In developing a new system
design, Fitch & Associates focused on the enhancement of survivability
rates through the development of strategies to improve response times and to
increase capacity to treat patients on-scene.
Fitch & Associates determined that the previous system was comprised
of high quality and dedicated personnel but was characterized by severely
limited resources, primitive technology and a history of chronic under-funding.[1]

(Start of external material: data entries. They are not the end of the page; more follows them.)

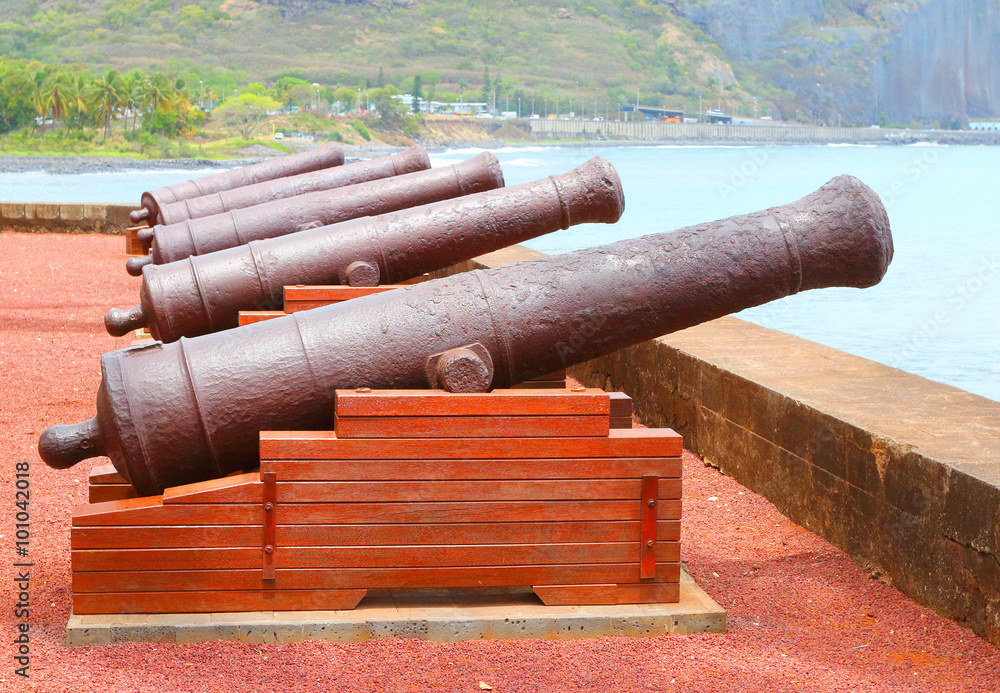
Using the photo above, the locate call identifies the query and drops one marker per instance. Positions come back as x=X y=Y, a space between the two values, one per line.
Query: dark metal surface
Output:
x=169 y=414
x=291 y=165
x=205 y=293
x=282 y=217
x=408 y=161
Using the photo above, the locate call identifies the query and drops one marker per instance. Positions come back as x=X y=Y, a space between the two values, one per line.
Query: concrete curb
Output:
x=434 y=615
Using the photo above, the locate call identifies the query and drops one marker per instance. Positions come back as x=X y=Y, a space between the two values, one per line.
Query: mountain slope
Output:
x=828 y=60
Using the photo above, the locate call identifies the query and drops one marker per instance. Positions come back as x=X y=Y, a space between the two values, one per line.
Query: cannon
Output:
x=323 y=157
x=205 y=293
x=408 y=161
x=281 y=217
x=170 y=414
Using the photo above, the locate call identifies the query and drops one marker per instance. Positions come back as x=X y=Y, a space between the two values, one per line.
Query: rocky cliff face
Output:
x=749 y=30
x=850 y=60
x=942 y=63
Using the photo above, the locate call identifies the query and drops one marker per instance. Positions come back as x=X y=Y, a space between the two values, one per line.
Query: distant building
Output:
x=466 y=108
x=665 y=115
x=719 y=117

The new system design is a
performance-based system, or sometimes referred to as a high performance system
design, means that as an organization, Ottawa EMS is committed to measuring and
reporting on performance, and to being held to industry recognized performance
standards. It also reflects a
willingness to continuously evaluate and make improvements to all aspects of
the service.
A high performance system meets the needs of the users at the most economical cost to the taxpayers, and in such a way that can be measured against recognized industry standards. Achieving and maintaining a “high performance” system is viewed as our long-term, sustainable goal.
Identified as a branch priority,
the Quality Assurance (QA) and Quality Improvement (QI) Set Up and
Implementation project commenced in 2001.
The mandate was to design, develop, and
implement a QA QI program for Ottawa EMS.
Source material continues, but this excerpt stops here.